Ani Taneen
Warlord
- Joined
- Mar 1, 2015
- Messages
- 278
Double post, please delete
Your usual hyperbolic posting style makes it impossible to determine if this is a genuine question or a deliberate misunderstanding just to be contentious.So you are implying Dante is more important to history than Homer?
One argument I have seen a couple of times about techs with name X is that "X has been used since much earlier than what the position of X in the tech tree implies". I don't think that approach is very useful. It's more important to think of a tech to describe some specific developments that took place during that time, and their effects on history. X is chosen as the name of the tech because that is what those developments were about, even though X could also be used to describe things that existed far earlier.
Take Cartography as an example. It's true that map making was not invented in the late middle ages or renaissance, and obviously map making has involved after that. But I think the tech makes a lot of sense in that position under that name. This is the time where (European) map making became a lot more formalized, and accuracy for coast lines and distances became the major concern instead of things like religious/mythological references. It's not an accident that this development coincided with the beginning of the age of European exploration and so I think it's a great tech because it both encapsulates actual changes in practices (rigor in how maps were made) and the impact those things had on what people were doing (going out exploring the seas). Or vice versa. There's even the argument that more accurate map making including borders etc. was essential in the formation of thought that regarded states as territorial entities instead of a bunch of personal relationships of people owning land (something that I'd like to see reflected actually).
Just a comment to keep in mind when approaching techs from this point of view.
A tech is not defined by the word that forms its title, especially not the most broad or most commonly understood meaning of that word. Sometimes a tech represents a specific development or idea that exists only in the context of its surroundings. Then you choose a word to describe that tech.
I don't see how you can derive a value judgment from that.

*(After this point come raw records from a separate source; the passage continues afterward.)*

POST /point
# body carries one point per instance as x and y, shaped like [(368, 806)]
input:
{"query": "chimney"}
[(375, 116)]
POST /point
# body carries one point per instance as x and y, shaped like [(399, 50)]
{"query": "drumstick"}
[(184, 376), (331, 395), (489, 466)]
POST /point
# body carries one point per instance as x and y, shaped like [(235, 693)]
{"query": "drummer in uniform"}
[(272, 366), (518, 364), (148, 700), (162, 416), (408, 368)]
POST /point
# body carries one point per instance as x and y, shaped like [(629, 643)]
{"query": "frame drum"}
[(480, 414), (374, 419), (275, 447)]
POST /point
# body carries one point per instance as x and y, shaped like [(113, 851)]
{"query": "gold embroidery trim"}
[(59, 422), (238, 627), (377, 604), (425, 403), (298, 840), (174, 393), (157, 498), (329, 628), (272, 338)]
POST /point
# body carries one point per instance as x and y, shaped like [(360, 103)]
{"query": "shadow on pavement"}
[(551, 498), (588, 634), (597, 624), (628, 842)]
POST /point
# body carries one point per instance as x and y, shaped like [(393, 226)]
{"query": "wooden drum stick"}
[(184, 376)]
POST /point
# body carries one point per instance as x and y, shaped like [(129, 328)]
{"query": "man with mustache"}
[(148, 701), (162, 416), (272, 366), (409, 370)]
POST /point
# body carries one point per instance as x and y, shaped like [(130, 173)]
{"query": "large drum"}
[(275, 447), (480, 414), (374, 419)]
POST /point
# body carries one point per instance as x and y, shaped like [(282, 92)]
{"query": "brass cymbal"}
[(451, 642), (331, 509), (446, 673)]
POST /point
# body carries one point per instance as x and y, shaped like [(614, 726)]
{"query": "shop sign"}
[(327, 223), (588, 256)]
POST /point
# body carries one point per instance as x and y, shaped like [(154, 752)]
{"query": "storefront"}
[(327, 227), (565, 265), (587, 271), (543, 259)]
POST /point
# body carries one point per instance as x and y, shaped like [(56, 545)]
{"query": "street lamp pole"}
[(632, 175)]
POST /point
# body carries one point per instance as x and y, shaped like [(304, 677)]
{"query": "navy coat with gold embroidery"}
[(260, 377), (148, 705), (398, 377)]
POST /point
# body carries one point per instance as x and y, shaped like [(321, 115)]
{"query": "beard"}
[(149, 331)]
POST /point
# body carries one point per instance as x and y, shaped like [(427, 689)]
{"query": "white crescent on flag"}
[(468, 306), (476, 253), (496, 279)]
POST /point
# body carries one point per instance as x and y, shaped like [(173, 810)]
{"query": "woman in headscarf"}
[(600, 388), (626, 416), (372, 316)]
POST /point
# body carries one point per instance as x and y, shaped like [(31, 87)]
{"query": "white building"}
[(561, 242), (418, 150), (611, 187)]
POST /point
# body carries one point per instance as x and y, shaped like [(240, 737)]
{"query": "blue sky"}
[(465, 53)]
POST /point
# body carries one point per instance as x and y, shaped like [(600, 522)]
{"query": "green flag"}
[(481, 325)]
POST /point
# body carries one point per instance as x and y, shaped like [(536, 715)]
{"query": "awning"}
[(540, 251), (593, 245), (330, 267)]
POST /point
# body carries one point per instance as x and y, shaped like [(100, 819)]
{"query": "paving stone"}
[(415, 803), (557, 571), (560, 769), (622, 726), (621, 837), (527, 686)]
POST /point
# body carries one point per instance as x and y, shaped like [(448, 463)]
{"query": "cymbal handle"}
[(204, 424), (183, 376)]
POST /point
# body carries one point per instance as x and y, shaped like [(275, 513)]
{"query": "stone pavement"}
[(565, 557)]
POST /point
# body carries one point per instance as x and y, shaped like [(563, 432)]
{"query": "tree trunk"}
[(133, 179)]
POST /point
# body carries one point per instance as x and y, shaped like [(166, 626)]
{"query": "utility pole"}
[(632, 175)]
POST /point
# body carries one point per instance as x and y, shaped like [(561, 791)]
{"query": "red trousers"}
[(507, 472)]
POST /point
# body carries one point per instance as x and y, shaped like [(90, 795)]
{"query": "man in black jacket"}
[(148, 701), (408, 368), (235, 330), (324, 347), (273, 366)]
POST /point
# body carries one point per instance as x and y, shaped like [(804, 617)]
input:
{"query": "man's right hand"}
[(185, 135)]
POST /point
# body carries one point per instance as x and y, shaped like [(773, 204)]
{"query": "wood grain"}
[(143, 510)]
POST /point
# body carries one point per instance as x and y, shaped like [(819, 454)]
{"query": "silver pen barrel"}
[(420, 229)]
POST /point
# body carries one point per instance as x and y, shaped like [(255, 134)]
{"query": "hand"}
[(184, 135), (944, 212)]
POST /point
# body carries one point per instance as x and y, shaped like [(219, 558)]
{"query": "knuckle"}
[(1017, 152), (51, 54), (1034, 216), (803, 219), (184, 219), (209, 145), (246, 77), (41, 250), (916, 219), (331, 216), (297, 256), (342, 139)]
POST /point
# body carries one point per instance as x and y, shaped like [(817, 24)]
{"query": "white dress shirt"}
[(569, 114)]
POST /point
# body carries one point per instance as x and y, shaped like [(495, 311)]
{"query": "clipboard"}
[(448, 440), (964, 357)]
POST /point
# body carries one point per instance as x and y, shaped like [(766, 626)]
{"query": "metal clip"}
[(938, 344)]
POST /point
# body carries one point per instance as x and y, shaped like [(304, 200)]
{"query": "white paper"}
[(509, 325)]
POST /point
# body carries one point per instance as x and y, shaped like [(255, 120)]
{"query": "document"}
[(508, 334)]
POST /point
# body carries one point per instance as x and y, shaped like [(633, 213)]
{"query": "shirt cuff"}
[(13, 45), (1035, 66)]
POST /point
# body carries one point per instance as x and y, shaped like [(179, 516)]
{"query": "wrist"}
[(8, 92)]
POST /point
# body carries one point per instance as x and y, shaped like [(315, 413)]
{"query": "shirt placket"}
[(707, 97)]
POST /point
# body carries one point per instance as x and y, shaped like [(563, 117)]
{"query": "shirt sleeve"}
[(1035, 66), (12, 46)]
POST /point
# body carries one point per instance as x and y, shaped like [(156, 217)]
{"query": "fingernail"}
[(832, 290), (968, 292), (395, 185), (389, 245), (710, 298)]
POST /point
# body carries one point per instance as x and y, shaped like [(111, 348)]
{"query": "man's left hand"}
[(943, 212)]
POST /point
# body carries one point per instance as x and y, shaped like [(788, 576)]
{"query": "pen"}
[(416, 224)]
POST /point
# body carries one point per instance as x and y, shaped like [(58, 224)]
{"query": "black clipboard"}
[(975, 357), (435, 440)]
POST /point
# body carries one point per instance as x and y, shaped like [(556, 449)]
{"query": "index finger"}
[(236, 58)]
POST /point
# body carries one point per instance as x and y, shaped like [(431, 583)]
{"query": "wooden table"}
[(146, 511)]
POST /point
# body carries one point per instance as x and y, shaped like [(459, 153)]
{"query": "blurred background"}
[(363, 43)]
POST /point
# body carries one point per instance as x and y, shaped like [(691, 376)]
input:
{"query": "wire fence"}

- added Measurements as a new tech that follows from Scientific Method (and Urban Planning). It is supposed to represent things like the introduction of standardised units and the instruments required for that, accurate measurement of time and it's impact on navigation and industrialism, as well as the census and similar statistical approaches to government. I'd rather find a less generic name but it's hard to be inclusive of everything (for example geography captures only some of it), and it doesn't seem worthy of two techs either.
The link again for convenience.
- this leaves the two last techs in the bottom row free, and I'm not entirely sure what to put there. The industrial era feels somewhat lacking in cultural and economic techs, but I have no ideas what would connect to the preceding stuff. There's also not much wiggling room, since Labour Unions is tethered in place by Biology and Social Services by Medicine (although I might make the latter in indirect link if there's a good reason). I'm not committed to Social Services leading into Mass Market, but then the tech that replaces it should. If Social Services stays in place the new tech needs to lead into Civil Rights. Also, Representation and Nationalism might swap places but that would leave Nationalism without direct links (not willing to disconnect Representation and Labour Unions).
- still not sure if Hygiene is the best word or if there is another word for the early medical profession.